Inflammation. 1989 Aug;13(4):429-41. doi: 10.1007/BF00914926.
The pulmonary alveolar macrophage (PAM) is central to lung cellular defenses and is a potential participant in lung injury, but little is known about the influence of the nature and anatomic pattern of acute lung injury on PAM function. To assess the relationship between ongoing pulmonary inflammation and PAM function, we evaluated PAM phagocytic kinetics in a model system of experimental interstitial adjuvant pneumonitis (EIAP) in calves. PAMs were obtained from lung one and seven days postinduction (dpi) of EIAP. Lesions were typical of EIAP, characterized by acute multifocal to coalescing exudative interstitial pneumonitis at 1 dpi, which progressed to granulomatous interstitial pneumonitis by 7 dpi. The total recoverable lung cells and percentage of neutrophils (PMNs) were elevated (P less than 0.01) from animals with EIAP at both 1 and 7 dpi, and there was a four-fold increase (P less than 0.01) in the PAM yield by 7 dpi. Linear regression equations revealed that a larger proportion of control PAMs were phagocytic than were PAMs from animals with EIAP. The mean initial phagocytic rates of PAM following acute lung injury were significantly elevated (P less than 0.05) over controls; this difference was concentration dependent and required a phagocytic bead stimulus concentration in excess of 12.5 x 10(6) beads/ml. PAMs from animals with EIAP had a greater maximum rate of phagocytosis (Vmax) and Km than control PAMs. PAMs from animals with EIAP had a slightly higher proportion of cells which phagocytosed multiple beads. Levels of beta-glucuronidase were elevated (P less than 0.02) in PAM from animals with EIAP at 7 dpi. The results document enhanced PAM phagocytic function in EIAP and differ from our previous experiments in which depressed PAM phagocytic indices were obtained in a model of virus-induced acute bronchiolitis and alveolitis. The functional activities of the PAMs thus appear to be modified by injury-specific events in the lung microenvironment which may, in part, reflect the nature and anatomic pattern of developing pulmonary inflammatory reactions.

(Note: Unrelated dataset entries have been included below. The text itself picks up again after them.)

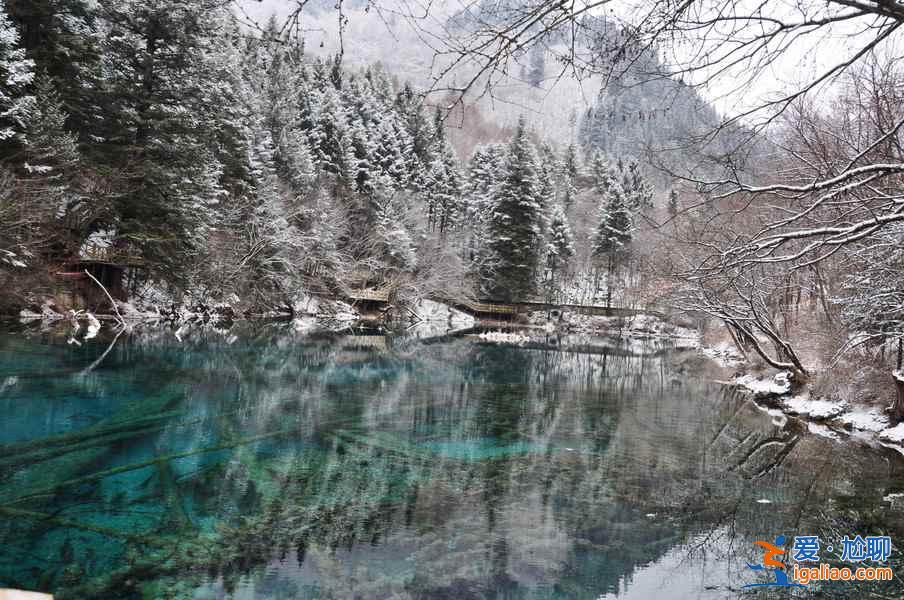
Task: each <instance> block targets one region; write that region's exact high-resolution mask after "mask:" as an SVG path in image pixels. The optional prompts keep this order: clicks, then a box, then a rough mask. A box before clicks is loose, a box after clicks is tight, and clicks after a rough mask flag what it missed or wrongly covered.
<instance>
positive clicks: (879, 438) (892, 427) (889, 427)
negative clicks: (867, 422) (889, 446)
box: [879, 423, 904, 444]
mask: <svg viewBox="0 0 904 600" xmlns="http://www.w3.org/2000/svg"><path fill="white" fill-rule="evenodd" d="M879 439H880V440H885V441H886V442H894V443H896V444H900V443H902V442H904V423H900V424H898V425H896V426H895V427H889V428H888V429H884V430H882V431H881V432H880V433H879Z"/></svg>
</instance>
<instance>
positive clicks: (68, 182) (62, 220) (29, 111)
mask: <svg viewBox="0 0 904 600" xmlns="http://www.w3.org/2000/svg"><path fill="white" fill-rule="evenodd" d="M22 113H23V114H22V127H23V135H22V140H23V146H24V147H23V152H22V155H21V156H22V159H23V163H22V175H21V177H20V182H19V194H20V195H21V197H22V198H23V199H24V201H25V203H26V205H27V207H28V213H29V215H30V219H31V220H32V222H34V223H36V224H37V226H38V227H40V228H41V229H42V230H43V232H42V233H43V234H44V237H45V238H46V239H52V240H54V241H55V242H56V243H55V246H56V247H57V249H58V253H62V254H65V253H72V252H74V250H75V249H76V248H77V247H78V245H77V244H78V240H74V239H71V234H72V232H73V231H77V229H78V227H79V222H78V220H77V219H75V218H74V217H75V215H74V214H73V211H74V210H75V209H76V208H77V207H78V205H79V203H80V201H81V200H82V198H81V196H80V195H79V194H78V193H77V190H76V189H75V181H76V178H77V174H78V173H77V169H78V164H79V153H78V145H77V142H76V139H75V136H74V135H72V134H71V133H69V132H68V131H66V129H65V123H66V113H65V112H64V111H63V104H62V100H61V99H60V97H59V95H58V94H57V91H56V89H55V86H54V84H53V81H52V80H51V79H50V77H49V76H47V75H45V74H42V75H40V76H39V77H38V79H37V81H36V83H35V95H34V97H33V98H31V99H30V101H29V102H28V103H27V104H26V105H25V107H24V108H23V110H22ZM54 258H55V259H62V258H67V257H65V256H55V257H54Z"/></svg>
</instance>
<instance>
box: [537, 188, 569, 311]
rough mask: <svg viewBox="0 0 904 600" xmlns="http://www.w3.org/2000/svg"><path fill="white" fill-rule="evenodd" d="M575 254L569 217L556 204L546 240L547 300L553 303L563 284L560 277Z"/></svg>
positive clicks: (556, 203) (565, 270)
mask: <svg viewBox="0 0 904 600" xmlns="http://www.w3.org/2000/svg"><path fill="white" fill-rule="evenodd" d="M574 254H575V249H574V237H573V235H572V233H571V226H570V225H569V224H568V217H567V216H566V215H565V209H564V208H563V207H562V205H561V204H559V203H556V204H554V205H553V207H552V210H551V211H550V219H549V231H548V233H547V239H546V268H547V270H548V273H547V276H546V281H545V283H544V287H545V288H546V294H547V299H548V300H550V301H552V300H553V298H554V295H555V293H556V292H557V291H558V287H559V285H560V283H561V281H560V276H561V274H562V273H563V272H564V271H566V270H567V268H568V262H569V261H570V260H571V258H572V257H573V256H574Z"/></svg>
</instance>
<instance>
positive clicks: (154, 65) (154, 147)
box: [95, 0, 245, 279]
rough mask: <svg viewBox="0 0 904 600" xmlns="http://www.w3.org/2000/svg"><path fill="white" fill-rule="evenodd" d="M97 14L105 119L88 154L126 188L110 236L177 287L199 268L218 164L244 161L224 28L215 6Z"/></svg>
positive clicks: (210, 210)
mask: <svg viewBox="0 0 904 600" xmlns="http://www.w3.org/2000/svg"><path fill="white" fill-rule="evenodd" d="M100 10H101V14H102V17H103V26H104V27H105V35H104V36H103V45H102V50H103V52H102V65H103V74H104V77H103V82H104V89H103V92H102V94H101V96H102V98H103V102H104V110H105V111H106V113H107V117H108V118H107V119H106V120H105V121H104V122H103V130H104V134H103V136H102V137H103V138H104V139H105V140H106V142H105V143H104V144H103V145H102V146H100V147H99V148H97V149H96V150H95V153H96V154H97V153H98V152H100V153H102V156H100V157H98V158H99V160H100V161H101V162H103V163H106V166H107V167H108V168H111V169H115V170H120V171H122V172H123V173H124V174H125V175H124V176H125V178H126V179H127V181H125V182H123V185H122V186H121V189H122V190H123V192H122V193H120V194H118V195H117V196H115V197H114V199H113V203H114V207H113V208H114V212H115V214H116V217H117V226H118V227H117V228H118V230H119V234H120V237H122V238H127V239H129V240H130V241H131V242H132V243H133V244H135V245H137V246H138V247H139V248H140V250H141V251H142V252H143V254H144V257H145V258H146V259H147V260H148V261H149V262H150V263H151V264H154V265H156V266H158V267H159V271H158V272H159V273H160V274H161V275H162V276H164V277H167V278H170V279H179V278H181V277H182V275H184V274H185V273H187V272H188V271H189V270H190V268H191V265H192V264H193V263H195V262H196V261H200V260H203V249H204V248H205V245H206V241H207V238H208V234H209V229H208V227H209V226H210V224H211V223H212V221H213V217H214V216H215V215H214V212H215V209H214V206H215V205H216V204H218V203H219V202H220V200H221V199H222V198H223V197H224V196H225V195H226V193H227V191H226V186H225V185H224V168H223V162H222V160H226V159H227V157H230V156H235V155H239V156H240V155H241V153H243V152H244V151H245V149H244V148H243V147H238V146H239V145H240V144H242V143H243V140H244V136H243V135H241V133H240V127H241V125H240V123H239V122H238V119H237V116H236V113H237V111H239V110H240V103H239V102H238V101H237V98H236V97H235V95H234V94H235V91H236V90H237V89H238V87H239V86H238V84H237V82H236V78H237V77H238V75H239V73H240V70H241V69H240V65H239V64H224V62H223V61H224V60H225V59H227V58H228V57H234V56H235V53H234V52H232V51H231V49H230V48H229V47H228V45H229V44H230V39H231V36H221V33H224V31H228V29H227V28H228V24H229V23H230V22H231V18H230V15H229V12H228V8H226V7H224V6H223V4H222V3H221V2H219V1H218V0H191V1H189V0H151V1H140V2H139V1H138V0H109V1H108V2H104V3H102V4H100ZM233 144H235V146H233ZM221 159H222V160H221Z"/></svg>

肺泡巨噬细胞(PAM)是肺部细胞防御的核心,也是肺损伤的潜在参与者,但关于急性肺损伤的性质和解剖模式对PAM功能的影响却知之甚少。为了评估持续的肺部炎症与PAM功能之间的关系,我们在犊牛实验性间质性佐剂肺炎(EIAP)模型系统中评估了PAM的吞噬动力学。PAM取自EIAP诱导后1天和7天的肺组织。病变为EIAP的典型表现,1 dpi时为急性多灶性至融合性渗出性间质性肺炎,到7 dpi时发展为肉芽肿性间质性肺炎。EIAP动物在1 dpi和7 dpi时,可回收的肺细胞总数和中性粒细胞(PMN)百分比均升高(P < 0.01),到7 dpi时PAM产量增加了四倍(P < 0.01)。线性回归方程显示,与EIAP动物的PAM相比,对照PAM中具有吞噬作用的比例更大。急性肺损伤后PAM的平均初始吞噬率显著高于对照组(P < 0.05);这种差异呈浓度依赖性,且需要吞噬珠刺激浓度超过12.5×10⁶个珠子/毫升。EIAP动物的PAM比对照PAM具有更高的最大吞噬率(Vmax)和米氏常数(Km)。EIAP动物的PAM中吞噬多个珠子的细胞比例略高。7 dpi时,EIAP动物的PAM中β-葡萄糖醛酸酶水平升高(P < 0.02)。结果表明EIAP中PAM的吞噬功能增强,这与我们之前的实验不同,在之前的病毒诱导急性细支气管炎和肺泡炎模型中获得的是PAM吞噬指数降低。因此,PAM的功能活性似乎受到肺微环境中损伤特异性事件的影响,这可能部分反映了正在发展的肺部炎症反应的性质和解剖模式。